Applying to the Programming Committee is an opportunity to produce your own event while receiving support from the Centre. However, producers are entirely responsible for their project’s execution. The support provided to producers does not necessarily equate to a dollar amount, although producers may make a request for funding in their application. The monetary amount, if awarded, will depend on a number of factors including the kind of event proposed and the number of applications received in a given season. All funds for programming committee events are pulled from the same pool of funds and must be distributed as equitably as possible. Funds not used within a producer’s budget will go back into the Programming Committee funding pool to support future events.

Aside from a monetary amount, which is not a requirement of your proposal, there are various other supports that are offered to Programming Committee event producers including space and labour, both of which are not free resources. The labour offered includes the professional services and guidance from the Centre staff, as well as hours offered from our work-study students, all of which are paid by the Centre.
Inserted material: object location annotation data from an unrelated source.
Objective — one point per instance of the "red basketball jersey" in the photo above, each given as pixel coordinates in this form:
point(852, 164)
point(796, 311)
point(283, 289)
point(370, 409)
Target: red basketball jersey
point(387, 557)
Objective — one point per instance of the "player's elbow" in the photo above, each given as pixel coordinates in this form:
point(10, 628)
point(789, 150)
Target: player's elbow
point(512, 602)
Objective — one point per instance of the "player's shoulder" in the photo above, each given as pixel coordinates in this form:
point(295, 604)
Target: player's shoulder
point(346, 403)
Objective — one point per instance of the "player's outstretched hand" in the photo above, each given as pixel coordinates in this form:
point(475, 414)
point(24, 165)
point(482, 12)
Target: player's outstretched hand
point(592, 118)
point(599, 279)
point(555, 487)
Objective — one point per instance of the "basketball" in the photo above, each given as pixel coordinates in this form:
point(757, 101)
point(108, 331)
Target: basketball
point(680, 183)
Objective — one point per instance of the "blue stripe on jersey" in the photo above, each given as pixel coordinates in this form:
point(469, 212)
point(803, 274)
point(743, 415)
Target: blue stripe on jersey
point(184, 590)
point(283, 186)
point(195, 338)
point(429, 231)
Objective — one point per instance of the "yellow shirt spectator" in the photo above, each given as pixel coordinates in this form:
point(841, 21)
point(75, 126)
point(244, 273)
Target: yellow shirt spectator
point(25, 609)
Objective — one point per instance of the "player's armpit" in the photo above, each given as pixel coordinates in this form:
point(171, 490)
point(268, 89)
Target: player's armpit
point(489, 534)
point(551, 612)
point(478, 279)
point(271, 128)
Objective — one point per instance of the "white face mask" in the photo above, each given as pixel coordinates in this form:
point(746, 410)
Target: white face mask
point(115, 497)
Please keep in mind that our curricular courses take priority over Programming Committee events when selecting spaces and times for events.   

We offer the following financial ranges for these event categories: 

  • Lecture/guest speaker/guest artist – up to $250 
  • Artistic/training/performance workshop – up to $500 
  • Staged reading/hospitality – up to $200 
  • Academic workshop/event – up to $500 

Within these categories, we have developed some standards for what we can offer financially. For guest speakers/lecturers/artists who participate in panel discussions, we are offering an honorarium of up to $250. For invited guests who run a workshop or who present a full-scale lecture and participate in a Q&A, we are offering an honorarium of up to $500. 
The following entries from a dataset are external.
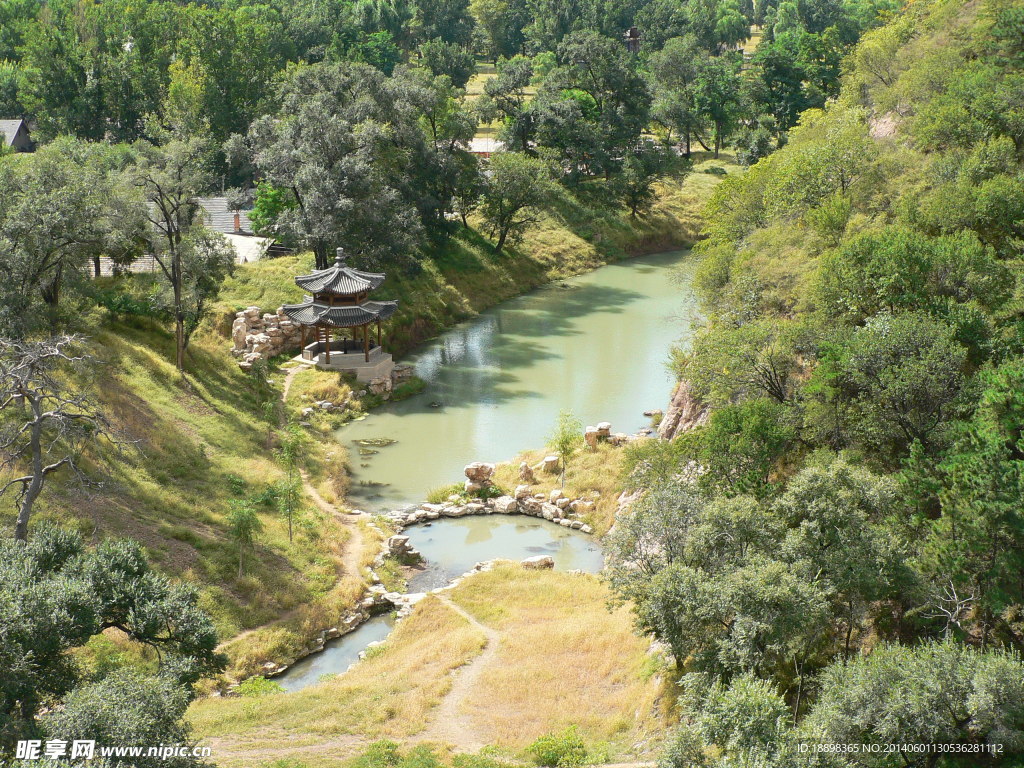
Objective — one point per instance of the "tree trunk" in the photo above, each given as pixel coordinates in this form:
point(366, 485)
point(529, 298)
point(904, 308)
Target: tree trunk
point(36, 484)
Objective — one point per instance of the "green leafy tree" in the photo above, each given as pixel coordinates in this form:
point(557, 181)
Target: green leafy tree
point(972, 551)
point(936, 694)
point(643, 166)
point(54, 595)
point(244, 526)
point(739, 448)
point(193, 261)
point(449, 58)
point(345, 145)
point(674, 72)
point(516, 189)
point(898, 380)
point(566, 439)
For staged readings, the committee will offer up to $200. This amount is for hospitality and producers will be reimbursed for receipts presented. Staged readings must include members of our community in the reading.  

Although the Programming Committee does not primarily fund theatrical productions, we will consider a theatrical production proposal that is show-ready if the following criterial are met: 

  • The application is submitted 5 business days prior to the Programming Committee events’ deadline (April 27 by 11:59pm)
  • The production idea is feasible, coherent and conceptualized 
  • The production can take place in December or April 
  • The proposal includes the following supportive documents: 
    • A description of the play or project that you would like to showcase including the run time (suggested 45 to 90 minutes) 
    • An explanation of why you would like to put on this show and how it is relevant to the CDTPS community 
    • Artistic intent (How will you stage this show? i.e., visual concept and approach) 
    • Designers, technical team and cast (known to date) 
    • A copy of the play (if applicable) 
    • A preliminary production schedule 
    • CV for key artistic personnel and any supporting press materials, website links, etc. 
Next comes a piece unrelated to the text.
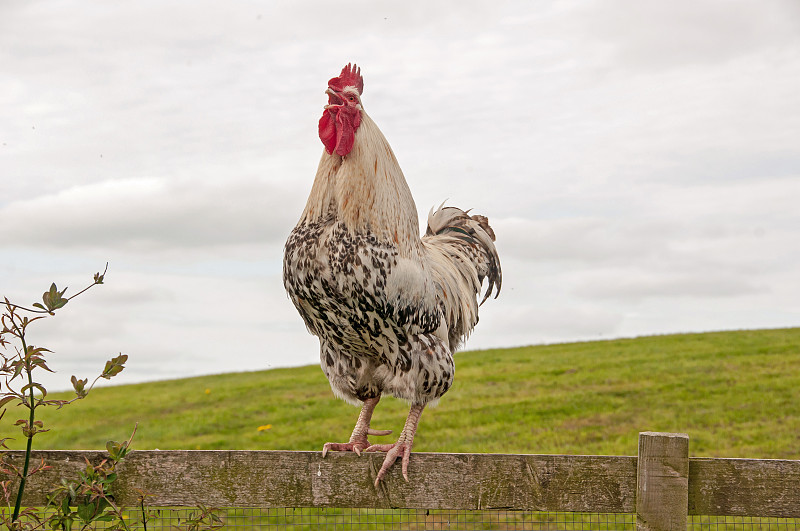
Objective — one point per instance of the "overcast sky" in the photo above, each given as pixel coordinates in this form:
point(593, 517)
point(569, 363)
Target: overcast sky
point(639, 162)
These materials should be emailed to comms.cdtps@utoronto.ca and will be reviewed by our theatre operations team – Ariel Martin-Smith and Adrien Whan.  

We would also like to remind students that the Alumni Performance Project is another option for students to produce a full-scale production that can be applied for within five years of graduation.   

As we want the Programming Committee events to be open to everyone in the community, we do not support entrance fees or paid ticketing.  

The application form will take you through a series of questions including, most importantly, why you think your event would be beneficial to the CDTPS community. If this event is part of your PhD research, please ensure that you’ve investigated SGS/FAS or other graduate student support prior to submitting a proposal to the programming committee.